Em vários vídeos, vemos pessoal da área de Saúde, socorristas, profissionais do SAMU, etc. colocar numa vítima o colar cervical na posição errada. Claro, na frente da telinha o internauta não resiste e comenta: "...uma incompetência assim, puxa vida, é um absurdo, é preciso ter melhor formação!" etc. etc.

Alguns sites citam que, numa novela da emissora de maior audiência no Brasil, um socorrista colocou o colar cervical "de cabeça para baixo". E a reação a um programa do governo relançou este fenômeno, com vídeos em que socorristas identificados como "médicos Cubanos" colocam um colar cervical fora de posição. Além do fato que nada nesses vídeos novos demonstra que os socorristas eram realmente médicos ou Cubanos, até agora nada explica por que esse erro acontece.

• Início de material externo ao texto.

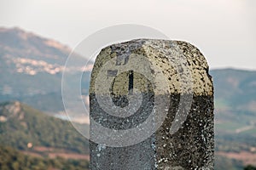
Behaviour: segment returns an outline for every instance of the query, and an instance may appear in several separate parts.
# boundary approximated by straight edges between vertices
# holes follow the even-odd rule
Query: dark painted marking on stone
[[[128,87],[129,95],[133,94],[133,71],[129,71],[129,87]]]
[[[112,70],[108,70],[108,76],[116,76],[118,73],[117,70],[112,71]]]

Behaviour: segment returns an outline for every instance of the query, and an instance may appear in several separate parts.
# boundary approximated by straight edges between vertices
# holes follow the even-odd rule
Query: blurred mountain
[[[89,162],[84,160],[72,160],[57,157],[49,159],[39,156],[30,156],[11,147],[0,145],[0,169],[2,170],[88,170]]]
[[[63,112],[64,107],[61,92],[61,73],[70,52],[70,48],[56,41],[41,37],[19,28],[0,28],[0,102],[19,100],[44,112],[54,115]],[[83,62],[83,58],[80,57],[80,59],[78,62]],[[70,70],[70,71],[74,72],[73,76],[76,77],[79,76],[79,73],[81,71],[83,68],[79,67],[73,67]],[[88,71],[84,73],[90,74]],[[210,74],[213,77],[215,90],[216,156],[224,156],[241,161],[244,164],[255,165],[256,71],[220,69],[212,70]],[[82,87],[88,89],[89,81],[82,79]],[[74,88],[72,82],[69,88]],[[71,91],[70,95],[72,94],[73,92]],[[83,94],[88,95],[86,93],[83,93]],[[80,99],[79,96],[75,96],[74,99]],[[12,141],[11,144],[18,149],[26,148],[26,144],[29,142],[28,139],[32,140],[32,139],[34,139],[33,143],[35,144],[46,146],[54,145],[50,144],[51,140],[43,141],[39,139],[42,137],[44,138],[47,133],[41,134],[38,130],[34,134],[32,128],[26,128],[30,126],[36,126],[30,125],[30,123],[32,122],[40,122],[39,119],[51,122],[52,125],[57,122],[56,120],[50,121],[54,118],[43,116],[41,113],[37,114],[38,111],[23,111],[28,112],[29,117],[31,117],[25,122],[19,120],[19,114],[15,118],[6,119],[8,111],[6,112],[7,110],[4,108],[6,105],[15,104],[5,103],[3,105],[0,107],[2,108],[0,112],[3,115],[1,116],[0,121],[11,120],[9,122],[12,122],[9,125],[8,121],[0,123],[3,143],[4,143],[3,136],[6,136],[6,138],[9,138],[9,141]],[[35,110],[23,104],[20,104],[20,105],[25,108],[24,110]],[[74,112],[76,112],[75,108],[76,105],[74,105]],[[3,110],[5,110],[6,113],[3,113]],[[21,114],[22,111],[19,113]],[[40,116],[38,116],[38,115]],[[32,118],[32,116],[37,118]],[[45,128],[51,132],[46,122],[44,123],[42,129]],[[65,123],[67,122],[65,122]],[[38,124],[37,126],[39,126],[40,123]],[[52,128],[57,128],[55,127],[56,126],[53,126]],[[23,131],[20,131],[21,129]],[[56,131],[61,132],[61,129]],[[3,133],[5,132],[12,132],[14,135],[12,133]],[[32,138],[31,133],[36,136]],[[39,134],[42,136],[40,137]],[[65,136],[66,134],[61,135]],[[53,136],[50,138],[55,141]],[[24,139],[24,141],[20,140],[23,141],[20,142],[20,139]],[[7,140],[5,143],[8,143]],[[226,164],[224,162],[221,162],[224,159],[217,160],[218,160],[218,165],[219,167]],[[228,160],[225,162],[231,165],[233,161]]]
[[[88,140],[69,122],[18,101],[0,104],[0,145],[22,150],[47,147],[89,153]]]
[[[54,114],[63,111],[61,73],[70,53],[56,41],[19,28],[0,28],[0,101],[20,100]],[[78,58],[78,63],[84,60]],[[74,66],[69,71],[79,76],[75,73],[82,69]]]

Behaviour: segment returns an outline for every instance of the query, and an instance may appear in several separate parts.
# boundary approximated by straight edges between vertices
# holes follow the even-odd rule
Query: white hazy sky
[[[0,26],[74,48],[118,24],[157,29],[197,46],[210,67],[256,70],[255,0],[0,0]]]

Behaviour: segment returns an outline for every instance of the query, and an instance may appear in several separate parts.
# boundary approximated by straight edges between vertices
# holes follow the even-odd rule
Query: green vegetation
[[[218,156],[215,158],[214,170],[241,170],[242,167],[241,162],[229,159],[221,156]]]
[[[19,102],[1,104],[0,116],[7,118],[0,123],[2,145],[27,150],[27,144],[32,143],[35,146],[89,153],[88,140],[67,121],[47,116]]]
[[[1,170],[86,170],[84,160],[48,159],[26,156],[10,147],[0,146]]]
[[[248,165],[244,168],[244,170],[256,170],[256,167]]]

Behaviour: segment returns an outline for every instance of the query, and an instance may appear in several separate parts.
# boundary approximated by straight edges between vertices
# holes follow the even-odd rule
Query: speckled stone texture
[[[182,65],[186,65],[190,72],[192,78],[190,88],[189,85],[186,86],[189,82],[183,82],[185,84],[183,88],[180,85],[181,77],[177,71],[178,67],[175,65],[180,54],[185,57],[185,63]],[[117,74],[115,66],[125,65],[137,55],[144,56],[152,65],[159,68],[166,79],[168,87],[166,93],[162,94],[155,88],[160,86],[162,82],[152,84],[143,75],[136,71]],[[96,79],[99,72],[102,71],[101,68],[115,57],[117,58],[115,65],[107,73],[107,76],[115,76],[109,89],[113,103],[118,107],[125,108],[129,104],[127,95],[132,93],[133,88],[142,93],[143,102],[138,110],[127,116],[108,113],[101,108],[96,97]],[[148,71],[154,73],[154,71]],[[179,71],[184,76],[188,76],[187,72],[183,71]],[[100,93],[102,95],[108,94],[104,91]],[[212,81],[208,74],[206,59],[199,49],[190,43],[170,40],[139,39],[103,48],[96,58],[91,73],[90,123],[91,120],[94,120],[102,127],[115,130],[135,128],[148,118],[154,110],[155,99],[160,100],[166,95],[170,99],[166,117],[160,128],[144,141],[125,147],[109,147],[106,144],[90,141],[90,169],[213,169]],[[191,100],[191,105],[184,122],[181,122],[177,132],[172,133],[170,128],[176,121],[177,110],[181,109],[179,105],[181,99],[185,103]],[[162,99],[161,102],[167,101]],[[108,103],[106,105],[108,105]],[[157,118],[158,115],[155,115],[155,117]],[[95,125],[91,123],[90,136],[101,135],[95,134],[94,132]]]

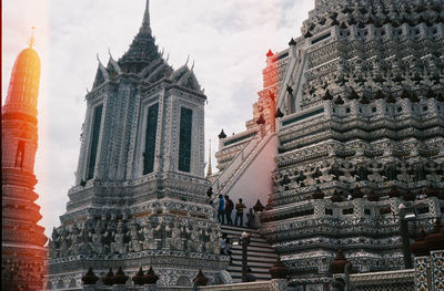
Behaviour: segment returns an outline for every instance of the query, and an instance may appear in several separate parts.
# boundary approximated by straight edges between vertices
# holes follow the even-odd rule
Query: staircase
[[[256,157],[258,153],[261,152],[271,137],[275,135],[275,133],[271,132],[271,128],[263,135],[258,133],[241,150],[239,150],[235,157],[212,183],[211,186],[214,194],[211,200],[216,199],[219,195],[225,195],[230,190],[245,168]]]
[[[250,233],[251,242],[248,247],[248,266],[251,268],[256,281],[271,280],[269,270],[276,262],[278,254],[266,240],[255,229],[225,225],[222,225],[221,229],[222,233],[226,233],[231,242],[233,242],[234,238],[240,238],[244,231]],[[231,245],[230,249],[232,251],[232,262],[228,271],[233,278],[233,282],[239,283],[242,282],[242,246]]]

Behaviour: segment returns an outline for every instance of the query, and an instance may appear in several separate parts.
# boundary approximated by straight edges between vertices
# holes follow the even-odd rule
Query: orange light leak
[[[38,205],[46,200],[38,194],[46,193],[34,191],[37,181],[44,181],[46,168],[37,149],[46,137],[38,128],[38,104],[44,107],[47,96],[41,82],[46,79],[40,76],[49,43],[48,6],[48,0],[2,3],[2,290],[41,290],[48,273],[48,238],[38,225],[42,218]]]

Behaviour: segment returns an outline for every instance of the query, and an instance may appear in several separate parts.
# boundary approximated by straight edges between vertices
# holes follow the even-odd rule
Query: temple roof
[[[144,66],[161,58],[150,27],[150,1],[147,0],[142,25],[130,49],[120,58],[119,65],[124,72],[139,73]]]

Considerando o que é um colar cervical, é preciso admitir que trata-se de um equipamento de uma simplicidade desconcertante, e que sua colocação é fácil. Que uma pessoa não saiba fazer uma operação de coração a peito aberto ou a retirada de uma parte de um pulmão, ok! É fácil de entender, porque uma operação assim é complicada. Mas colocar um colar cervical é simples demais!
Além disso, as pessoas filmadas colocando o colar invertido têm, todas, sem nenhuma exceção, a capacidade física e intelectual para colocá-lo corretamente.
E isso implica que nós, diante da tela, tão seguros de nossa competência, estamos sem dúvida sujeitos a colocar o colar invertido um dia ou outro... Então, é preciso continuar a procurar, para entender o porquê deste erro.

A formação

Podemos imaginar que essas pessoas foram mal formadas. Mas o problema é que quase todo o pessoal da área de Saúde, inclusive o SAMU, passam por uma formação equivalente. Se nós temos alguns vídeos mostrando um erro de posicionamento, deduzimos logicamente que o nível global é ruim e que na tela está a parte visível do problema. Resumindo:

o colar em si mesmo é um equipamento muito simples
a colocação também é muito simples
enfermeiras, enfermeiros, médicos, etc... são pessoas que têm todas, globalmente, o mesmo nível intelectual e de capacidade física
a formação é globalmente idêntica ou, pelo menos, se há diferenças elas são insignificantes e não têm impacto no caso de um equipamento e de uma técnica tão simples


Nossa dedução lógica é, ao mesmo tempo, desconcertante: nós teríamos no nosso país pessoas do mesmo nível intelectual, com a mesma formação, que arriscam todos, um dia ou outro, de colocar o colar cervical "de cabeça para baixo". Simplesmente, elas não são todas filmadas, e a chegada do Facebook ou Youtube não muda coisa nenhuma quanto à posição errada: essas mídias "mostram", só isso, e nos levam a descobrir um problema que já existia.
Você, leitor deste artigo, enfermeiro(a), trabalhando no SAMU, por exemplo, não é mais bobo nem mais inteligente do que o socorrista no vídeo. Mesma formação, mesmo material... Ou seja: mesmo risco. É motivo para começar a se fazer algumas perguntas, não é mesmo?

Risco ou hábito?

Vamos começar diferenciando "risco de colocar o colar invertido" e "hábito de colocar o colar invertido". Sejamos lógicos: cada pessoa formada, num momento ou outro de sua formação, colocou o colar diante do formador. E o formador avaliou o que o aluno fazia, então podemos supor que todas as pessoas filmadas colocando o colar de forma incorreta já o colocaram corretamente em curso. Difícil imagimar que um formador aprove um aluno que coloca o colar como nós vemos nos vídeos. Em outras palavras, não estamos diante de socorristas que colocam SEMPRE o colar incorretamente, mas sim em presença de socorristas que, nessa vez, diante da câmera, colocaram o colar invertido.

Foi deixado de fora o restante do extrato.